With respect to domestic public relations activities, in response to the rising interest among Japanese in international affairs and foreign policy issues, the Ministry of Foreign Affairs in FY 1994 commenced a facsimile service called MOFAX, which supplies a wide range of information to the public. The Ministry also sends senior officials to universities around the country to give lectures on international affairs and foreign policy issues. In addition, in order to explain complicated international issues as easily and plainly as possible, the Ministry provides information through the broadcast media, such as television, radio, and video, and is also making efforts to further improve the quality of its written publications, such as the annual Diplomatic Bluebook (in Japanese and English), the opinion journal Gaiko Forum (Forum on Foreign Affairs; in Japanese), and the monthly Sekai no Ugoki (World Trends; in Japanese). Furthermore, to support internationalization and international exchanges at the regional level, the Ministry organizes various events in cooperation with local governments, such as the Gaiko no Mado (Windows on Foreign Affairs) and Gaiko Kurabu (Foreign Affairs Clubs).

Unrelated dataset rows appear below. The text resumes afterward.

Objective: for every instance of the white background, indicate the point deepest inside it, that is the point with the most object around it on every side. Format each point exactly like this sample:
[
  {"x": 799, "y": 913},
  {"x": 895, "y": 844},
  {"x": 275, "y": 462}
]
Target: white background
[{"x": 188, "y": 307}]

As for overseas public relations activities, the Ministry makes use of its overseas diplomatic establishments to engage in a wide range of scrupulous public relations activities geared toward not only the mass media but also intellectuals, opinion leaders, minorities, teachers, students, and children. The Ministry strives to improve the image of Japan and dispel any misunderstanding by presenting a true picture of contemporary Japan and explaining Japan's policies. Furthermore, in accordance with the global development of multimedia, especially in the developed countries, the Ministry is planning new types of public relations activities in addition to the conventional channels of printed materials, videos, and personnel exchanges. For example, the Ministry is making preparations to provide information over the Internet, an international computer communications network that is expanding rapidly, and to put its public relations materials on CD-ROMs, which can hold a large amount of text as well as visual information.